Task Scheduler

parallelism.task_scheduler(tasks, *, processes=None, threads=None, system_processor=100, system_memory=100, graphics_processor=100, graphics_memory=100)[source]

The task_scheduler function orchestrates the simultaneous execution of multiple tasks, optimizing parallelism and enhancing computational efficiency. It allows developers to efficiently manage and distribute tasks among processes and threads for improved performance.

Parameters:
  • tasks (tuple of ScheduledTask) –

    A tuple containing instances of ScheduledTask representing the

    tasks to be executed concurrently.

  • processes (int, default os.cpu_count()) –

    Specifies the total number of parallel processes available for

    executing all tasks collectively.

  • threads (int, default os.cpu_count()) –

    Specifies the total number of parallel threads available for

    executing all tasks collectively.

  • system_processor (int or float, default 100) –

    Maximum allowed system processor usage (percentage).

  • system_memory (int or float, default 100) –

    Maximum allowed system memory usage (percentage).

  • graphics_processor (int or float, default 100) –

    Maximum allowed graphics processor usage (percentage).

  • graphics_memory (int or float, default 100) –

    Maximum allowed graphics memory usage (percentage).

Returns:

An instance of the SchedulerResult class that encapsulates the outcomes and statistics of task execution.

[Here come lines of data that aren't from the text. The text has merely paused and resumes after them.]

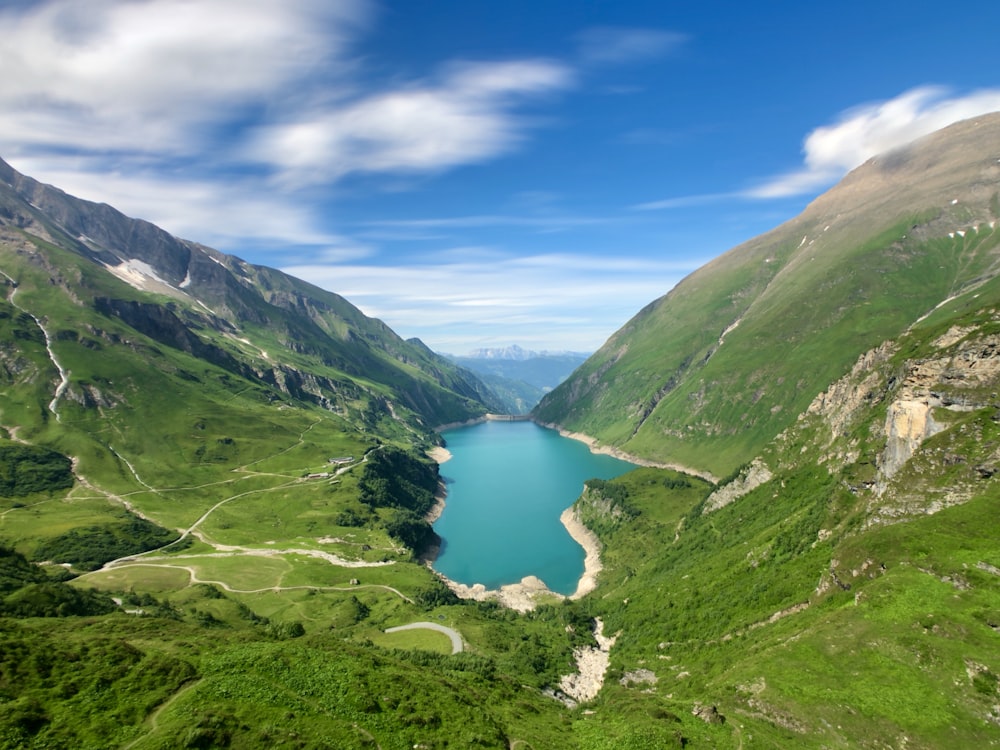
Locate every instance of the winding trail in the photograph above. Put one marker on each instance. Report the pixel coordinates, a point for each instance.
(63, 373)
(457, 645)
(223, 585)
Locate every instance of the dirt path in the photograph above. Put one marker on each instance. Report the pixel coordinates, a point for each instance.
(154, 717)
(456, 639)
(225, 586)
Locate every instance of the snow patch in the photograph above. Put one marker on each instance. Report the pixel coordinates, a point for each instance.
(137, 273)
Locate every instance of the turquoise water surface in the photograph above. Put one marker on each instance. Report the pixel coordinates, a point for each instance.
(508, 483)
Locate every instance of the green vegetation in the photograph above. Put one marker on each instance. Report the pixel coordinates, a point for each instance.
(25, 469)
(848, 596)
(89, 547)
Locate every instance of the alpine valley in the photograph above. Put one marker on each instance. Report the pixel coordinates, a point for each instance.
(214, 492)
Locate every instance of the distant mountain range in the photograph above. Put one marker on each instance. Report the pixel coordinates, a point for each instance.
(730, 357)
(515, 352)
(222, 473)
(520, 377)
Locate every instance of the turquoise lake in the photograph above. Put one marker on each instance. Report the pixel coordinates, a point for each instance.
(508, 483)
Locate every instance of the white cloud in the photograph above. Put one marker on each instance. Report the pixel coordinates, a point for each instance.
(145, 76)
(469, 297)
(467, 117)
(861, 133)
(147, 105)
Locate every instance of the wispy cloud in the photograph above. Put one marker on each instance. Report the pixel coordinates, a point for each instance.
(861, 133)
(466, 117)
(155, 76)
(618, 45)
(472, 297)
(831, 151)
(211, 118)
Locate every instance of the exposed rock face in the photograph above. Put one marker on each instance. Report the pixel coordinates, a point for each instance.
(753, 477)
(954, 381)
(592, 662)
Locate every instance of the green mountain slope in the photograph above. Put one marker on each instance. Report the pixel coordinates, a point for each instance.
(843, 590)
(216, 470)
(708, 373)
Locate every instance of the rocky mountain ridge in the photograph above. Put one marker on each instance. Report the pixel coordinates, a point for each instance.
(252, 321)
(688, 378)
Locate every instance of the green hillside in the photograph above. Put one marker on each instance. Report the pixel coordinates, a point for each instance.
(705, 375)
(214, 487)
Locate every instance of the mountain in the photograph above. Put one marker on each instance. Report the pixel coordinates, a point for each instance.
(103, 282)
(210, 501)
(520, 377)
(709, 372)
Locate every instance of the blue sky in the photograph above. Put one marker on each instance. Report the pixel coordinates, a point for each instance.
(479, 173)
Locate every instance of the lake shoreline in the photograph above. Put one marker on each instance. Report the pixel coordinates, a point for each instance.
(606, 450)
(530, 591)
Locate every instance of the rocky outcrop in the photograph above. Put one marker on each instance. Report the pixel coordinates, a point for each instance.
(961, 379)
(591, 663)
(756, 474)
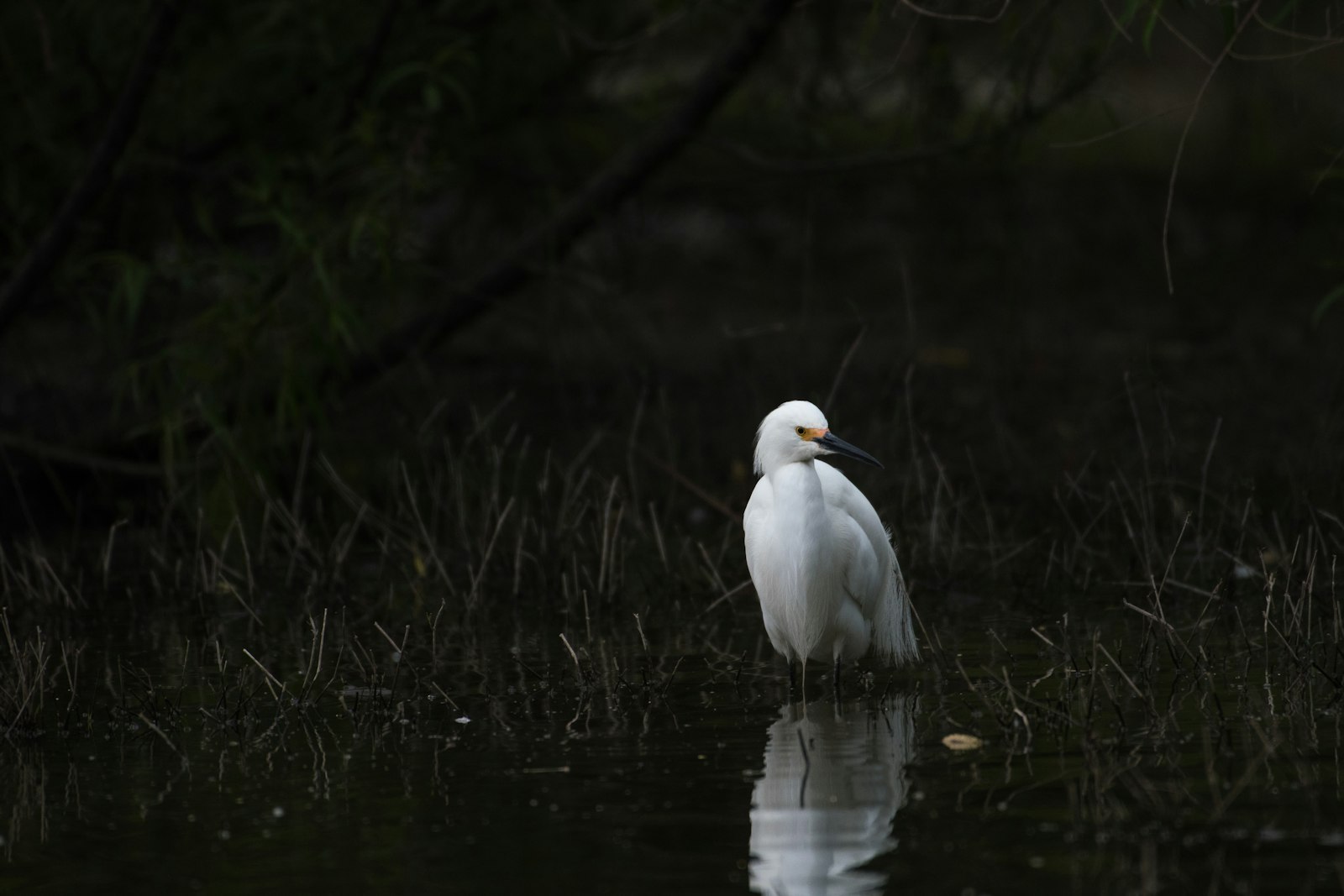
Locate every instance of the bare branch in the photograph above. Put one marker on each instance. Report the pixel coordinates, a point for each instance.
(121, 125)
(608, 188)
(1184, 134)
(954, 16)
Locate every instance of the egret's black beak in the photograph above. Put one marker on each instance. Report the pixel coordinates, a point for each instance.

This result provides insights into execution times, elapsed times, exceptions, and return values.

Return type:

SchedulerResult

class parallelism.core.scheduler_result.SchedulerResult[source]

The SchedulerResult class is a specialized container that inherits from the collections.namedtuple class, designed to hold and manage information related to task scheduling and execution results. It encapsulates data about execution times, elapsed times, exceptions, and return values for various tasks.

from parallelism import scheduled_task, task_scheduler

def func1():
   return 12345

def func2():
   raise Exception('Custom exception message')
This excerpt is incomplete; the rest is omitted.